Quant à Týr, qui ne paraît pas dans la triade d’Upsal, Snorri (Gylfaginning, 13) le définit « très intrépide et très courageux » et dit qu’il a « grand pouvoir pour la victoire dans les batailles », enfin qu’il est bon que les hommes vaillants l’invoquent, – ce qui est très proche de la part d’Óđinn dans la seconde partie du témoignage d’Adam de Brême :
… Si la peste ou la famine menace, c’est à l’idole Thor qu’ils sacrifient ; pour la guerre, à Wodan ; et si des noces doivent être célébrées, à Fricco.
Ce n’est pas ici le lieu de montrer que la part de Týr et celle d’Óđinn dans la guerre et dans la victoire ne sont pas les mêmes, ni de compléter, de rectifier la définition que Snorri donne de Týr qui, au civil comme au militaire, au Þing de justice comme au Þing des armes qu’est la bataille, préside aux rapports le plus souvent difficiles et violents des hommes : le travail est fait depuis longtemps et le lecteur peut se reporter à mes Dieux souverains des Indo-Européens, p. 183-203 et, en dernier lieu, à la discussion que j’ai récemment soutenue contre M. R.I. Page, dans l’Esquisse 73 (L’Oubli de l’homme…, p. 278-301). Je rappellerai seulement le glissement qui peut être très schématiquement résumé17, pour les deux fonctions supérieures, dans un tableau comme celui-ci :
Pour l’essentiel, c’est donc Óđinn qui assume les fonctions d’Indra.
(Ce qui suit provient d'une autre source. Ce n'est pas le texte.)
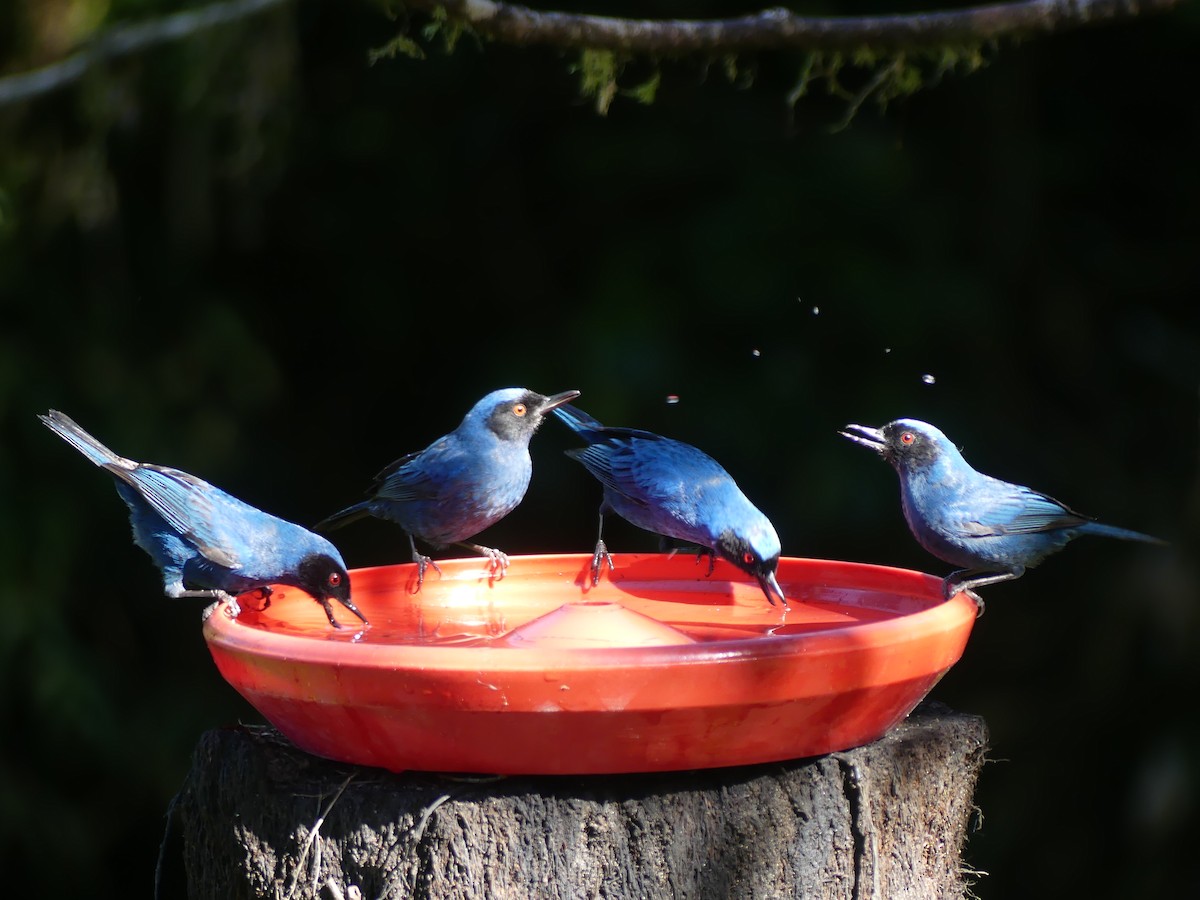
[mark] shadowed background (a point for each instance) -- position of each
(255, 257)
Osmose naturelle, sans doute, entre le niveau souverain et le niveau guerrier puisque, pour des raisons différentes, l’Indra postvédique est devenu le souverain des dieux (Varuṇa et Mitra s’étant presque effacés) tout en restant le guerrier par excellence, et que l’Iran zoroastrien, dans le temps qu’il rejetait l’Indra traditionnel parmi les archidémons, a transféré sa mission, retouchée dans la nouvelle morale, à Miθra qui, sous Ahura Mazdā, garde beaucoup de ses traits de dieu souverain.
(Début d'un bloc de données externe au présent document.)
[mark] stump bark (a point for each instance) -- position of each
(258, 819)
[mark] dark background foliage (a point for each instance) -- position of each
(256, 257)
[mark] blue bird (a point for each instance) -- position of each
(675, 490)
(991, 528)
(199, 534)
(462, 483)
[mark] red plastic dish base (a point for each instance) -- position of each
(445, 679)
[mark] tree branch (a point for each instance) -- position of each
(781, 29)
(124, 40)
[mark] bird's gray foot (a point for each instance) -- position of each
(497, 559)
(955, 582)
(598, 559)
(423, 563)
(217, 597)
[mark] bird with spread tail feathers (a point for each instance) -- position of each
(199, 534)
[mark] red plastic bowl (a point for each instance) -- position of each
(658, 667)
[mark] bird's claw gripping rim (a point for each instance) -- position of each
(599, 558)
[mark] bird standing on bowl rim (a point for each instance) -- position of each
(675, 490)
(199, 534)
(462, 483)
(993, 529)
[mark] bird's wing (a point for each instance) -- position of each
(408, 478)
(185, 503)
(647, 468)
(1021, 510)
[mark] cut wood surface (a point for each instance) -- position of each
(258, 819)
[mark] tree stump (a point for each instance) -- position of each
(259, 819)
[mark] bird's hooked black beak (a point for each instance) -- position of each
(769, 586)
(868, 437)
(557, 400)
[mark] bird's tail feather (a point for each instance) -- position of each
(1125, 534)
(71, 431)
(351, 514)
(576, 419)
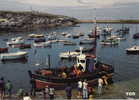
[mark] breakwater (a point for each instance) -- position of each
(28, 21)
(110, 21)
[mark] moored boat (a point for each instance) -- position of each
(69, 54)
(14, 41)
(36, 35)
(136, 36)
(42, 44)
(15, 55)
(87, 69)
(39, 40)
(3, 50)
(133, 50)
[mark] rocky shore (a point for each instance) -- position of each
(29, 21)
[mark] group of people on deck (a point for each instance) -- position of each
(73, 72)
(5, 88)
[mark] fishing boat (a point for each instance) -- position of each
(109, 42)
(3, 50)
(69, 43)
(36, 35)
(133, 50)
(15, 55)
(86, 42)
(14, 41)
(107, 29)
(136, 36)
(39, 40)
(85, 50)
(42, 44)
(87, 69)
(69, 55)
(22, 46)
La plus notable différence est que, dans l’aspect naturaliste de la fonction guerrière, Óđinn ne s’est pas approprié la foudre (comme l’ont fait ailleurs les souverains Zeus et Jupiter sans pourtant descendre à la deuxième fonction) : de même que, dans l’Inde, c’est Indra, au deuxième niveau, qui manie le vájra, l’arme céleste qui symbolise la foudre, c’est Þórr, au deuxième niveau aussi mais dans la « partie Vāyu » de ce niveau, qui a pour arme le marteau qui ébranle l’atmosphère. Il est d’ailleurs remarquable que, chez les Germains, ce soit ainsi le coup de tonnerre plutôt que la foudre, le bruit plutôt que la lumière, qui ait été mis en vedette dans l’arme (le marteau) comme dans le nom même du dieu (* Þun(a)raz).
Pour à peu près tout le reste, c’est bien Óđinn qui a amassé sur lui l’équivalent de la dotation d’Indra. Notamment son entourage : les équivalents, mutatis mutandis, de Viṣṇu et des Marut sont au service d’Óđinn.
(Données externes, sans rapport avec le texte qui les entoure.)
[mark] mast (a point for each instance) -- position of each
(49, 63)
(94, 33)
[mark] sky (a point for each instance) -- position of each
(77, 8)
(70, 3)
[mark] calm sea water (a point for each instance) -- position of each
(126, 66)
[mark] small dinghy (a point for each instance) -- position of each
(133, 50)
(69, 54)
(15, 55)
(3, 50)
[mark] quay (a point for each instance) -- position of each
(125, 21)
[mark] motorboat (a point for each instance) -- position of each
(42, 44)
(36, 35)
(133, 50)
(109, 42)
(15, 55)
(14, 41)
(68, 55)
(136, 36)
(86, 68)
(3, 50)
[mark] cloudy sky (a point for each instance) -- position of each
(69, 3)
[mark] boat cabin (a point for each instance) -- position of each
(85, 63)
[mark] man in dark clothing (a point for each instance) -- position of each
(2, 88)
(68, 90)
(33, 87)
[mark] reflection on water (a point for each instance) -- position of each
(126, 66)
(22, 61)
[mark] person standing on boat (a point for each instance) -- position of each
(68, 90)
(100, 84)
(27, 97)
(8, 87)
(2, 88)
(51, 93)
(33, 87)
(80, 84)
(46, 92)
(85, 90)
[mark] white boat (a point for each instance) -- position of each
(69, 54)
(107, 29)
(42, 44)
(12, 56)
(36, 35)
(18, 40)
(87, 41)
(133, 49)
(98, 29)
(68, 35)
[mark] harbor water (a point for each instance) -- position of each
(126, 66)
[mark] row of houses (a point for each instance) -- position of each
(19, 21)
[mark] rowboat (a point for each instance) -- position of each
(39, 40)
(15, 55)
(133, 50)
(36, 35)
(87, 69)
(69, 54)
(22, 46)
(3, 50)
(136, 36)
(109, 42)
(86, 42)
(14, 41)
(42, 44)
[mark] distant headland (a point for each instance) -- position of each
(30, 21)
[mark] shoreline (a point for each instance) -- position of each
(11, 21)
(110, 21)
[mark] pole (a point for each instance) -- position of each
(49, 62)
Pour le premier, Víđarr, la démonstration a été donnée en 1965 et reprise dans Mythe et Épopée, I, 1968, p. 230-237, à l’occasion de la transposition de Viṣṇu en Kr̥ṣṇa dans le Mahābhārata. Je n’ai rien à y modifier.
Quant aux Marut, dès 1953, les équivalents scandinaves ont été désignés. Dans l’hypothèse que j’ai reproduite tout à l’heure – sublimation zoroastrienne des Marut dans les Fravaši – un trait important de celles-ci manque à ceux-là : l’élément « âmes des morts » ou « anges gardiens associés aux âmes » reste inexpliqué, puisque les Marut ne sont pas conçus comme tels et ne semblent pas avoir de rapports avec la mort ni l’après-mort (encore qu’il faille ici rappeler que de tels rapprochements sont certains chez le complexe Rudra dont les liens avec les Marut sont multiples). Mais il se peut que sur ce point les hymnes du R̥gVeda, peu intéressés par le destin de l’homme après sa vie terrestre, aient appauvri une représentation indo-iranienne, indo-européenne, qui reparaîtrait dans les deux religions qui, au contraire, se sont fait une image riche et efficace de la survie dans l’au-delà, l’iranienne, la scandinave.
Il y a, d’une part, les Einherjar d’Óđinn et ses Valkyrjur, étroitement solidaires. Les premiers, élus d’Óđinn que les secondes vont chercher sur le champ de bataille, sont les guerriers morts héroïquement et le folklore moderne des pays scandinaves et de l’Allemagne du Nord reconnaît les morts dans la Chasse Fantastique qui suit Oden-Wotan dans ses chevauchées bruyantes sur la terre ou dans l’air. Les Einherjar sont très vraisemblablement conçus à l’image des bandes, des Männerbünde des vieilles sociétés germaniques. C’est ce que suggère leur nom (*aina-harijar)18, dont le second élément n’est autre que le nom d’un vieux peuple de la Germanie continentale, les Harii, chez lequel Tacite (Germanie, 43, 6) a décrit une telle société, très convenablement, semble-t-il, bien qu’il n’en comprît pas tout le mécanisme19 : « Les Harii, dit-il, surpassent en force les peuples que je viens d’énumérer ; farouches, ils augmentent leur sauvagerie naturelle en se servant d’artifices, et en utilisant le temps qu’il fait : boucliers noirs ; corps barbouillés ; pour les combats, ils choisissent des nuits épaisses et, par l’horreur qu’inspire ainsi dans l’ombre cette armée funèbre (feralis exercitus), ils portent l’épouvante ; nul parmi les ennemis ne soutient ce spectacle étrange et comme infernal (nouum ac uelut infernum aspectum), car, dans tout combat, les yeux sont les premiers vaincus. »
Quant aux Valkyries, les Fravǎsi, comprises comme il vient d’être proposé, n’ont pas d’analogue plus proche. Elles participent à l’action d’Óđinn dans la bataille, dans l’autre monde ; elles sont à la fois les gardiennes et les psychopompes des guerriers et leurs partenaires féminins dans la Valhöll ; les sabots de leurs chevaux projettent grêle et rosée, etc.20.
Par Víđarr d’une part, les Einherjar et les Valkyrjur d’autre part, Óđinn dispose donc, sur les lignes propres à une idéologie et à une imagerie bien différentes, des mêmes auxiliaires que sont, pour Indra, Viṣṇu et les Marut, pour Miθra, Rašnu et les Fravaši. Ils ne nous réduisent pas au ras de terre comme font à Rome, platement, leurs homologues sacerdotaux, fetiales d’une part, Salii et Saliae uirgines d’autre part.